Personal information
- Born: 9 June 1997 (age 29) Dreux, France

Sport
- Country: France
- Sport: Boccia
- Disability class: BC1

Medal record
Boccia
Representing France
Paralympic Games
| Gold medal – first place | 2024 Paris | Women's Individual BC1 |

= Aurélie Aubert =

French boccia player

Aurélie Aubert (born 9 June 1997) is a French boccia player. She is a Paralympic champion at the Summer Paralympics in 2024.

==Career==
Aubert began playing boccia in 2010, at the age of 12 or 13. Not liking sports at that age, she says she came to boccia because the educators at the Richebourg rehabilitation center, where she was a resident, had promised her, in exchange, "lots of squares" of chocolate. There she also met Claudine Llop Cliville, then a nurse, who became her playing assistant and coach. Aubert trains twice a week, for about ten hours. She is supported in her practice by a mental trainer, video analysis and physiotherapy.
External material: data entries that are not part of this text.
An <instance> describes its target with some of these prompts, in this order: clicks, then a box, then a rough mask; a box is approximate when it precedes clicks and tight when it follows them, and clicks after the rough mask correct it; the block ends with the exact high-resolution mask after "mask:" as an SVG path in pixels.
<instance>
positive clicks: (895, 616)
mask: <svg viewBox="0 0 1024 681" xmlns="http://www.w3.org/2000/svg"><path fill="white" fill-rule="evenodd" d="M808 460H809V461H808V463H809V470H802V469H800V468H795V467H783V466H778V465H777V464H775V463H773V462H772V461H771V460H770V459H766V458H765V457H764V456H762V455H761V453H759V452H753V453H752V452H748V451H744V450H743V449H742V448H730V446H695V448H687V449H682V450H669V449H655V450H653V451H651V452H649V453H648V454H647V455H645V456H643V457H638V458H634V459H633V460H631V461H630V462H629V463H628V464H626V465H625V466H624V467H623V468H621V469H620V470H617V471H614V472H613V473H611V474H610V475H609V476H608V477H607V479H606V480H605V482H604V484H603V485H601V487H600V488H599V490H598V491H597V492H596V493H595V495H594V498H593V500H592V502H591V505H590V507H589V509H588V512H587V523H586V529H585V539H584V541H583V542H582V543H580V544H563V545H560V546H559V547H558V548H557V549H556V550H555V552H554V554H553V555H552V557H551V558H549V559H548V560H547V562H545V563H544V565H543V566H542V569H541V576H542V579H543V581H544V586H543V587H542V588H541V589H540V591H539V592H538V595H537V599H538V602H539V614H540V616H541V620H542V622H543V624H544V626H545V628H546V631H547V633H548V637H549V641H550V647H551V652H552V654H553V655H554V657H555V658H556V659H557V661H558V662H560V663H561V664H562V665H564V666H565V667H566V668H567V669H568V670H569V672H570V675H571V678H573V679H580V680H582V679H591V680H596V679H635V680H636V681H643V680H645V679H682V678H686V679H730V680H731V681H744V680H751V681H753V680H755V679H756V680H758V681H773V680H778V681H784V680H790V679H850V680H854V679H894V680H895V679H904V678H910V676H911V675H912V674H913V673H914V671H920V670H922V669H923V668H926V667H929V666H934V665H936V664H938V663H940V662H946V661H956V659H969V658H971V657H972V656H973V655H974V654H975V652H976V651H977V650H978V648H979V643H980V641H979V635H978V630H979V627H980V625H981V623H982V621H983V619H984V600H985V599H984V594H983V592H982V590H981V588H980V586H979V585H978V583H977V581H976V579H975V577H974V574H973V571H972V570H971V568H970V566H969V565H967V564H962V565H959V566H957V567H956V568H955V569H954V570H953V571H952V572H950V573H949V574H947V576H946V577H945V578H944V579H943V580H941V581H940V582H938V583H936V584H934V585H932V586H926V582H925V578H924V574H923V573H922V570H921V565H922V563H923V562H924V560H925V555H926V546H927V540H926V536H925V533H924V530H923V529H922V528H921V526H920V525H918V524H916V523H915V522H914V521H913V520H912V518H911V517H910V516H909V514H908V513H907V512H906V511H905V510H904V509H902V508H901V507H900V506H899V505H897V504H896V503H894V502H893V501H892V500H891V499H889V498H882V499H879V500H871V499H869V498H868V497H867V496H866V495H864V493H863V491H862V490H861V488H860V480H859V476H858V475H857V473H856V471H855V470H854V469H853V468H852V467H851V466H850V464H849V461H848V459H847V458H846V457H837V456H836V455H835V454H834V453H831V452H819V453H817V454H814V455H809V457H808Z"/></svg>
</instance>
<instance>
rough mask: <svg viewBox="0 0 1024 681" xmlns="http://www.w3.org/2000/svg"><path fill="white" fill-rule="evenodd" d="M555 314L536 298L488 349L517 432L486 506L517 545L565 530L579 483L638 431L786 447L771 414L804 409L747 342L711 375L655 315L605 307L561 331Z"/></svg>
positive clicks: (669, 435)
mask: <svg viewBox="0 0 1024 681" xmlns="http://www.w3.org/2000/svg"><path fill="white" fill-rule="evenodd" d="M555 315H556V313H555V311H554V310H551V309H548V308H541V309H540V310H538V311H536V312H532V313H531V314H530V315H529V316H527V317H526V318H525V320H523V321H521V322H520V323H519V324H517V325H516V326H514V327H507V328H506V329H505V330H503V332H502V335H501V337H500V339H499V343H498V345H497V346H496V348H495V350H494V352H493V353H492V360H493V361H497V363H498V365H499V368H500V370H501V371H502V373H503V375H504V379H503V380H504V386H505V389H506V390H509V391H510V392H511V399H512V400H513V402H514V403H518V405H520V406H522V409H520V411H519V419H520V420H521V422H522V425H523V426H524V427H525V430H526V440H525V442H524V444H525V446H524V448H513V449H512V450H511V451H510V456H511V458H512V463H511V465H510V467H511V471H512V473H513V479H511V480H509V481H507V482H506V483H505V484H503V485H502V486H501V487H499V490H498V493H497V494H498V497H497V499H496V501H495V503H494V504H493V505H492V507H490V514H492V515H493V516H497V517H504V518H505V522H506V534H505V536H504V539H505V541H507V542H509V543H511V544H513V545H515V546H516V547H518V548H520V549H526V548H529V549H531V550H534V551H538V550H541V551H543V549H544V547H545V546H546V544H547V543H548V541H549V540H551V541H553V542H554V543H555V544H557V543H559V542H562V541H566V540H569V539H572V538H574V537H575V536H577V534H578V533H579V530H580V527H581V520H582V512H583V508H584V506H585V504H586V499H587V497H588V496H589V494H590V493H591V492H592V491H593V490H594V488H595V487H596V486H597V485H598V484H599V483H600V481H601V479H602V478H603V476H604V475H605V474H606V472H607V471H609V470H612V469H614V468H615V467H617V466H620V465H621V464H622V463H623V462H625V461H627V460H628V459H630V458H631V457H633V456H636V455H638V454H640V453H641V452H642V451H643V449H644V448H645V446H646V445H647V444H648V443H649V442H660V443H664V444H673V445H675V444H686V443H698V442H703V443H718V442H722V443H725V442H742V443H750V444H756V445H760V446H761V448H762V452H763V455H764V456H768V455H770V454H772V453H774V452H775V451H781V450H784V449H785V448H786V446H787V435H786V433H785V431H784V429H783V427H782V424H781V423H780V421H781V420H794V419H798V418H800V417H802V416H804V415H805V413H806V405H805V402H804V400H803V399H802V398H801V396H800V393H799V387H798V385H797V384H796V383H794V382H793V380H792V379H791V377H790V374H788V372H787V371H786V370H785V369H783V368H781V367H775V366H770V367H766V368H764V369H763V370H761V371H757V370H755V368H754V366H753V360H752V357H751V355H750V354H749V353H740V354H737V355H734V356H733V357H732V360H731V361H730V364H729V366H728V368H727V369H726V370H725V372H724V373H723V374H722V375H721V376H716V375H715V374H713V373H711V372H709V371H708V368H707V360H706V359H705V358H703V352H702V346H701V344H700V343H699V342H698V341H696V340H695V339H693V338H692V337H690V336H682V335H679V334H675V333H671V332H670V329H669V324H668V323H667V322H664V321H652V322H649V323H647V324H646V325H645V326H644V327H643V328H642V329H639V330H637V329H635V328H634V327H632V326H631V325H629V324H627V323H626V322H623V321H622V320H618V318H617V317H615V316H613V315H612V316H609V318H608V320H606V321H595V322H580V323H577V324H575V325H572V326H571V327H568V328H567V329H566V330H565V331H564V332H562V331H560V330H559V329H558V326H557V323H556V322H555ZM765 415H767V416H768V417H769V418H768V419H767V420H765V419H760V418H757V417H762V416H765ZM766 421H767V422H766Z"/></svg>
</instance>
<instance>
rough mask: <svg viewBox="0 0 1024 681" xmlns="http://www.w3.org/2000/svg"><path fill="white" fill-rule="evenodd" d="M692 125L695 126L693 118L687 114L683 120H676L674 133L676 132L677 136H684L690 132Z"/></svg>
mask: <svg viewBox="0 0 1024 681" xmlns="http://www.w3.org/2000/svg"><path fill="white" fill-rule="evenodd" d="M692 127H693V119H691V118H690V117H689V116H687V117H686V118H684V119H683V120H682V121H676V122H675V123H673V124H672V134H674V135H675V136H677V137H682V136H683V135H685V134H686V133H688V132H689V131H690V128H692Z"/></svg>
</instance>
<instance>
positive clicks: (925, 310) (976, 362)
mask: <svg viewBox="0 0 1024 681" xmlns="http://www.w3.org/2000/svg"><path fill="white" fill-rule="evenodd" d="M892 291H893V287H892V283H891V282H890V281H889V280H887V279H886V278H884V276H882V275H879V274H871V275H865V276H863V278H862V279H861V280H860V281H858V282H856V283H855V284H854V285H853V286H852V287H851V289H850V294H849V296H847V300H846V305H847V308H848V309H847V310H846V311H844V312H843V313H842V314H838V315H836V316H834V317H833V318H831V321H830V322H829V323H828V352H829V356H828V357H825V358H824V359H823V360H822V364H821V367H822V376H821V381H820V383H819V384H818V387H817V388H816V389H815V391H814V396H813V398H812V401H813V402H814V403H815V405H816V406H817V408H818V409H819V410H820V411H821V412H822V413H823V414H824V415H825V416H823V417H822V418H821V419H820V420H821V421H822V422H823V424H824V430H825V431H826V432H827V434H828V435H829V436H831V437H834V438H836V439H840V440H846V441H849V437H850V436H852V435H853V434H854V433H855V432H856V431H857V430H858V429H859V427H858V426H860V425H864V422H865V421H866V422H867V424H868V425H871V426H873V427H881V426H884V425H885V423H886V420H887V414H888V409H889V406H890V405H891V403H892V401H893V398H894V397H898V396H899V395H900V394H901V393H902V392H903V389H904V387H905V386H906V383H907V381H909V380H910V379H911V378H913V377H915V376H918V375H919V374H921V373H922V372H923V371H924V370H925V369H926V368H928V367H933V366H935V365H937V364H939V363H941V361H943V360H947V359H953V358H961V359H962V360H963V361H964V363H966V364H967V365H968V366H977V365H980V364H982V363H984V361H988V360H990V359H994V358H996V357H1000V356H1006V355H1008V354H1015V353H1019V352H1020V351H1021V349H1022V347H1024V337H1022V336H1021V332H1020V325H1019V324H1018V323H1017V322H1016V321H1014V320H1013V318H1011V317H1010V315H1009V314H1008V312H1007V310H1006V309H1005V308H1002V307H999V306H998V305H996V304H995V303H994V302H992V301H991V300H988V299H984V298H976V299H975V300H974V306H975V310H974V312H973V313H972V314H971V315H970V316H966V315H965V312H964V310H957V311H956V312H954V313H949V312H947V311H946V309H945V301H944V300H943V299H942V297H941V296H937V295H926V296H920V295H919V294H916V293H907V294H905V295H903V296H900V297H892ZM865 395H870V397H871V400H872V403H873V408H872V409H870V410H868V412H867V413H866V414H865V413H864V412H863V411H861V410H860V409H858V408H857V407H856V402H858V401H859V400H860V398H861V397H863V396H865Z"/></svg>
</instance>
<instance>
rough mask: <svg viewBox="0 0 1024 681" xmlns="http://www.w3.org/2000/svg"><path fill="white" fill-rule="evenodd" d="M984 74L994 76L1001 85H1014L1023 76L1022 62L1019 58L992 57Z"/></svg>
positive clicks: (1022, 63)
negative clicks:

In 2023, Aubert took part in the European Boccia Championships in Rotterdam. She finished fourth in the BC1 category. Captaining the French team, she competed in the 2024 Summer Paralympics in Paris. She qualified for the women's individual BC1 final by eliminating Bermudian Yushae DeSilva-Andrade in a tie-break. She then won the gold medal by beating Singaporean Jeralyn Tan in the final, despite an error at the end of the match; she refused the last three balls, wrongly believing that her opponent had no more. She still won the game 2–0, 5-0 and 5–3. This was the very first French Paralympic medal in the sport and the first international title of her career for Aubert. She said she hoped that her victory would give more visibility to boccia. She was named flag bearer of the French delegation for the closing ceremony of the Paralympic Games alongside shooter Tanguy de La Forest.

Aubert is a member of the Win'27 disabled sports club in Aubevoye, Eure.

==Personal life==
Aubert has cerebral palsy due to a lack of oxygen at birth. She lives in a foster family.